Looking at sacohen0326's example with 2 queens and 2 kings, if you ignore suit it is 4!/(2!*2!) = 6 possible orderings and only 1 that works, so 1/6. The equation for those who don't know is obtained by taking the total permutations and dividing by the number of permutations of each card number.

So the solution is easy when you have 1 suit or if you only have 1 or 2 different ranks of cards.

Perhaps the next step would be to find the derangements for when there are N ranks and 2 suits. Or even if there are 1 suit for all N ranks + one duplicate.

Perhaps d3k3's grid organization will prove useful.

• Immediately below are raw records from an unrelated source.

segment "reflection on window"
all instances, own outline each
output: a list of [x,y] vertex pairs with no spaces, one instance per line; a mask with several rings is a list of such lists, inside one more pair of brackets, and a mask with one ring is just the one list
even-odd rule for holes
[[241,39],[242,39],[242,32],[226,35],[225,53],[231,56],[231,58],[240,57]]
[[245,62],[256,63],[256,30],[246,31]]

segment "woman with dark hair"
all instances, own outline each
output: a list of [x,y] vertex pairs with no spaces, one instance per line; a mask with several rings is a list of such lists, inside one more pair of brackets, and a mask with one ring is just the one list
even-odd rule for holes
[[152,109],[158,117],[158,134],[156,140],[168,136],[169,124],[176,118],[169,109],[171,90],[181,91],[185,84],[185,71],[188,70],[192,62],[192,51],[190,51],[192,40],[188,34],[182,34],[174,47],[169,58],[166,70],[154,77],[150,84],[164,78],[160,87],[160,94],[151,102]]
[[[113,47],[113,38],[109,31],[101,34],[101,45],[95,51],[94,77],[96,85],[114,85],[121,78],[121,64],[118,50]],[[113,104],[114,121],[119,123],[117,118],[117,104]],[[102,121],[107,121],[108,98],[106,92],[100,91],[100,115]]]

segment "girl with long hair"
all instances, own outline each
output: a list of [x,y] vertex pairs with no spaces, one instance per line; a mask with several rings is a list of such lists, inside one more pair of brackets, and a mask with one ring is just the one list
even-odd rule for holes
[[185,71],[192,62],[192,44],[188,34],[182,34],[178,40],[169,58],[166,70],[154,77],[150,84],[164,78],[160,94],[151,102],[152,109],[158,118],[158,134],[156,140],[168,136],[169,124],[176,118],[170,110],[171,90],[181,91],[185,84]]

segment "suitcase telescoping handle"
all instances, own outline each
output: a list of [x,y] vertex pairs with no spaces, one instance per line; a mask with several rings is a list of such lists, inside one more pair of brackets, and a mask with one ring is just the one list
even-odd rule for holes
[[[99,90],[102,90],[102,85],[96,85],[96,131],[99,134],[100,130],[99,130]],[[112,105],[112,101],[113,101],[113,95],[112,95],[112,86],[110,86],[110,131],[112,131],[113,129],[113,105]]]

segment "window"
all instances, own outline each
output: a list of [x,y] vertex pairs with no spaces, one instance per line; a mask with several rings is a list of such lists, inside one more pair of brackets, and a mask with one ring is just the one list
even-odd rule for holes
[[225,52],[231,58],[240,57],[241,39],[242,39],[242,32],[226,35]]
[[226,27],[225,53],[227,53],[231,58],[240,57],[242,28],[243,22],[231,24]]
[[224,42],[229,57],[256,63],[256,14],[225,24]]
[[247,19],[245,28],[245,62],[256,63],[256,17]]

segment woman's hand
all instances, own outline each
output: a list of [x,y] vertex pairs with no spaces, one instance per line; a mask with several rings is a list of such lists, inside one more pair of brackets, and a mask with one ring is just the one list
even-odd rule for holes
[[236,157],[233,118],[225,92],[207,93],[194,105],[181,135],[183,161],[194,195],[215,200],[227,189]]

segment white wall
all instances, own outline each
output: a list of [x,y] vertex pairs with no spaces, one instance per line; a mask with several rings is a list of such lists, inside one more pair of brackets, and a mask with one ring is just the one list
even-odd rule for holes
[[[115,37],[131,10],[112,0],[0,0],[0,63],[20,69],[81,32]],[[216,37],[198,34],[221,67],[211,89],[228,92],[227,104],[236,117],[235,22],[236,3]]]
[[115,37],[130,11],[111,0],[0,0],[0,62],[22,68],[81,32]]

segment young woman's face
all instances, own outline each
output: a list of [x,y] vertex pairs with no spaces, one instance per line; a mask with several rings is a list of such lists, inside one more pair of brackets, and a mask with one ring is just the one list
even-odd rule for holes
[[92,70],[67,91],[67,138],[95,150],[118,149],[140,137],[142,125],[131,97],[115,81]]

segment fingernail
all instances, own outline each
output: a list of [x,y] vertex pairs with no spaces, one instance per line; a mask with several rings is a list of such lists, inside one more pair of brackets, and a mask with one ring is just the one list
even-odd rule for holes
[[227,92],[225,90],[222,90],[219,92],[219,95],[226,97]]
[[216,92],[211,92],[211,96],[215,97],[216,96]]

I'll look around a bit for that anagram problem.

[Prime]

Actually, what I derived for the question (2) was a short recursive form of that series where each next member is derived from its two predecessors.

Let's designate S(n) as a function yielding the number of complete out of order arrangements for n objects.

S(1) = 0

S(2) = 1

S(n) = (n - 1) * (S(n-1) + S(n-2))

For example:

S(3) = 2 * (1 + 0) = 2

S(4) = 3 * (2 + 1) = 9

S(5) = 4 * (9 + 2) = 44

and so on... Easy to set up in a spreadsheet application.

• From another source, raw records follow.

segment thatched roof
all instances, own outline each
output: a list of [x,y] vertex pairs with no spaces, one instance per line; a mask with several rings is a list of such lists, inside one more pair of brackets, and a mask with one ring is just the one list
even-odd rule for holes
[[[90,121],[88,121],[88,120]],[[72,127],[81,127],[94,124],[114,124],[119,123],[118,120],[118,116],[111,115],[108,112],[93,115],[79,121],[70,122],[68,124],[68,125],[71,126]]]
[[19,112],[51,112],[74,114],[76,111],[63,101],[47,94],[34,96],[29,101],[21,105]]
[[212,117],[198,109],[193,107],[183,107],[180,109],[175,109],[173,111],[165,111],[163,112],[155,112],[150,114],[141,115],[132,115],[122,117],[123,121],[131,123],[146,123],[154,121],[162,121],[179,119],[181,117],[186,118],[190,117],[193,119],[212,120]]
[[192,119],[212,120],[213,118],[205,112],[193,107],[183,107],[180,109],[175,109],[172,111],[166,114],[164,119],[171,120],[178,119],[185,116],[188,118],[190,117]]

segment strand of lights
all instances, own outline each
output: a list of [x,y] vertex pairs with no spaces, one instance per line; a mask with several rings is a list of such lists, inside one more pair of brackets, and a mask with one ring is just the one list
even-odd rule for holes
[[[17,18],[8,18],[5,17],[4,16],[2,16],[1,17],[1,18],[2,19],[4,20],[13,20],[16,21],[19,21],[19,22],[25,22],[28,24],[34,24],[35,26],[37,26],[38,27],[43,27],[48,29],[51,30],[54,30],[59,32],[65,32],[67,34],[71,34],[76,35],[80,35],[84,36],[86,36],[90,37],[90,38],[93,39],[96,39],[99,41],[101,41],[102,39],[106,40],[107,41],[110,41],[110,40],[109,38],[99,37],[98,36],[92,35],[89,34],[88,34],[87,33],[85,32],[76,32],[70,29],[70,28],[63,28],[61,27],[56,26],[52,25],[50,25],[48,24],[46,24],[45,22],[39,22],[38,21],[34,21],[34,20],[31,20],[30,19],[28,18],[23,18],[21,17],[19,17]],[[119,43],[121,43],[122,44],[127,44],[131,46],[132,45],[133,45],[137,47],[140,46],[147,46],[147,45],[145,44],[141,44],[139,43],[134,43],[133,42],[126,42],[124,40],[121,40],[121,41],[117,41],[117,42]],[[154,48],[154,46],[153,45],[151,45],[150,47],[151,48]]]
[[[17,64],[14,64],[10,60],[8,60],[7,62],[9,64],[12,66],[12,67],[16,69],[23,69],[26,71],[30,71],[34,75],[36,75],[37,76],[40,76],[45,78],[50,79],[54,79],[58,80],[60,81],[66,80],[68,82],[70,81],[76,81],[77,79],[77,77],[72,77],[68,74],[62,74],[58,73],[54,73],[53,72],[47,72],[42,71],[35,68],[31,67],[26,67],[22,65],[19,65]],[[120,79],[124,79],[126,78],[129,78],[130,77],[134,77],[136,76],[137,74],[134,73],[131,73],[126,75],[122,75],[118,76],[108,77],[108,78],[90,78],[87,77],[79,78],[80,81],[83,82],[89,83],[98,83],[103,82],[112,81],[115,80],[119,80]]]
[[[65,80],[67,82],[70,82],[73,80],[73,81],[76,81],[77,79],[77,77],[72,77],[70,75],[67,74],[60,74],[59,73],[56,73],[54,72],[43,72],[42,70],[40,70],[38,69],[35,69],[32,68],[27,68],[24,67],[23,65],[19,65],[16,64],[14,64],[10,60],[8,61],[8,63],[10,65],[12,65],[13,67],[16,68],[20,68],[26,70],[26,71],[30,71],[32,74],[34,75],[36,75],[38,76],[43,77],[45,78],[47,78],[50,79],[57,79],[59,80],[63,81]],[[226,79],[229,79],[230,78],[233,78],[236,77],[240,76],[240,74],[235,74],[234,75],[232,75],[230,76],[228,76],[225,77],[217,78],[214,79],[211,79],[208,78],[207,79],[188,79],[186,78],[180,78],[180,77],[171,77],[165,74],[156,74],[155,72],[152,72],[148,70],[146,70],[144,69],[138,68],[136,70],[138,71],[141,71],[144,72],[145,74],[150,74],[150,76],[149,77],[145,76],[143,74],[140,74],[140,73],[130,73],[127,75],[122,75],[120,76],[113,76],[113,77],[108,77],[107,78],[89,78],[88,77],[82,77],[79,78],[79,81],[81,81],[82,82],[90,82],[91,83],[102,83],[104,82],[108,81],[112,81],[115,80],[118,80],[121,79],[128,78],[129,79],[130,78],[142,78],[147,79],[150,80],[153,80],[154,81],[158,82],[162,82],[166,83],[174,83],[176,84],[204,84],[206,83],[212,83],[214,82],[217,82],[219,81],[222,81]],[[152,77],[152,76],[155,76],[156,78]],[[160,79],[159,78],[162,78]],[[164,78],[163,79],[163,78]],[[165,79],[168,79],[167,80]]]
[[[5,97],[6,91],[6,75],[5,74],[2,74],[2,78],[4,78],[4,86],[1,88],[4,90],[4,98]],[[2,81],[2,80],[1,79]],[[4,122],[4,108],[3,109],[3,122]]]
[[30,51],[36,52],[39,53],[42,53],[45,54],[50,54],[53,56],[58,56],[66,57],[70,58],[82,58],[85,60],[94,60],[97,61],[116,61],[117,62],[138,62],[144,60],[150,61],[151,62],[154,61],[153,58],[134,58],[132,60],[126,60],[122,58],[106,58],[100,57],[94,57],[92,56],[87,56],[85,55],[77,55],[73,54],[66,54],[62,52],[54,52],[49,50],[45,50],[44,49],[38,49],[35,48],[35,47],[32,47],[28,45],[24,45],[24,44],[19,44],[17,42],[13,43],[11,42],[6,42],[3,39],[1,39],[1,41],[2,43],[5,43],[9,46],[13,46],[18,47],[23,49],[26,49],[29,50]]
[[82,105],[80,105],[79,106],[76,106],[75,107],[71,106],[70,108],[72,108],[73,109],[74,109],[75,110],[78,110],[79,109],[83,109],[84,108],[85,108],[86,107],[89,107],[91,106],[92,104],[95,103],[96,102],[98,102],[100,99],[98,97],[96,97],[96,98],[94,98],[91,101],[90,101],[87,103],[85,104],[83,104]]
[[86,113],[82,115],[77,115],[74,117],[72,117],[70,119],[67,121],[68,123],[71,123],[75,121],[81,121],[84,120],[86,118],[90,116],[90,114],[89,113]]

The probability for n ojbects to be all out of place is S(n) / n!. I.e. probability for 4 objects to be all out of order is 9 / 4! = 9 / 24 = 3 / 8.

I derived the formula like so:

For n objects to be all out of order there can be n - 1 different objects in the first position. Suppose, there is object k in the first position. Then the next position to consider is position k. There are two possibilities:

1). There is object 1 in the position k. In that case we are left with n - 2 objects to arrange, or S(n-2).

2). There is any other of the remaining n - 2 objects in position k (except 1, or k). Let's say, it is object j. Then the next position to look at is position j, for which again there are two possibilities: 1) there is object 1 in j, leaving S(n-3); or any other of the remaining n - 3 objects.

And so on...

This yields a series S(n) = (n - 1) * S(n - 2) + (n - 1) * (n - 2) * S(n-3) + ... + (n - 1)! = (n - 1) * (S(n-2) + (n - 2) * S(n-3) + ... + (n - 2)!) = (n - 1) * (S(n-2) + S(n-1))

As for the problem with a full deck of cards, it seems out of grasp for the time being.